I used to be in the baltimore area when I was in the service, lived in calvert co. town of huntingtown. Sorry for the info the store didnt give you when you bought them.


----------



## jbrianchamberlin (Aug 31, 2009)

Any tips on how to catch these suckers? They're so fast! The other fish are curious about the net and I can catch them easily enough. I dip this in and the 2 chinese algae eaters scramble and hide.


----------



## obscbyclouds (Apr 6, 2009)

I've had good luck using two nets with species such as those. I basically keep my larger one perfectly still in one place and use the smaller net to kind of "herd" them into the first. It can be a pain in the you know what though. Especially in a well planted tank, or one with lots of hiding spots!

They are definitely fast little buggers tho! Good luck.


----------



## jbrianchamberlin (Aug 31, 2009)

It's no use, even with two nets. Too many plants and drift wood. I'll probably have to take the drift wood out during my next water change or something. Was hoping to avoid that.


----------



## Shotgun (Mar 1, 2009)

Baltimore eh? Im in the Baltimore area too.  probably just miles from your location.

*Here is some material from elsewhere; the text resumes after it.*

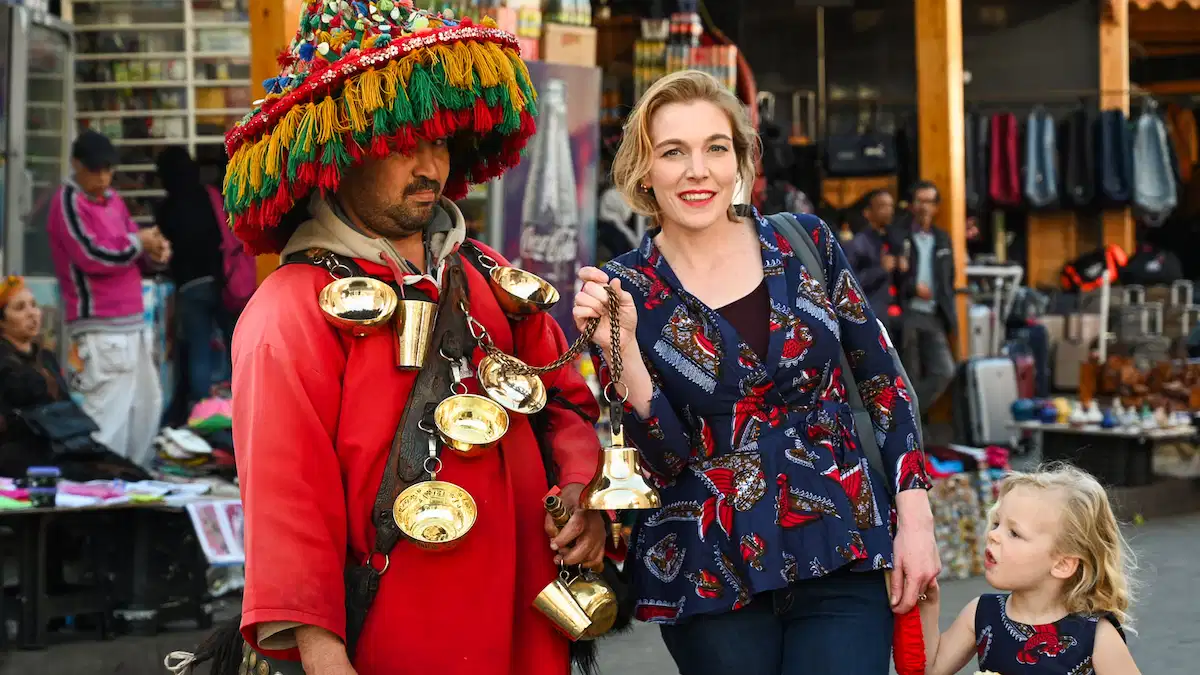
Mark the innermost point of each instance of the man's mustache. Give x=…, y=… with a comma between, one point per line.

When I had two of them in my 30g, it wasn't too hard to catch them. If worse comes to worse, take off of the fish one by one, so that the algae eaters are the only ones in there, then you got the whole tank for them, so catching them might be a little easier...


----------



## jbrianchamberlin (Aug 31, 2009)

I finally caught these little SOB's!!!! FINALLY!!! I waited until I did a water change and pulled out my drift wood and some of the plants. Sucks because I was really happy with how well the plants had started rooting themselves in my gravel. I ended up going with cheap bag gravel before reading about all the different kinds of substrate so I've worred how well my plants would take. Anyway, with the use of 2 nets, I finally caught my CAE's. Crafty sneaky things. My girlfriend, who is actually Chinese, got a kick out of how hard they were for me to catch. She said it was because of their Asian decent. LOL! Anyway, they're in one of those floater breeder tanks now as my lfg is off on Monday's. I'll get rid of them tonight. Would be nice if he gave me something in trade but I doubt it.


----------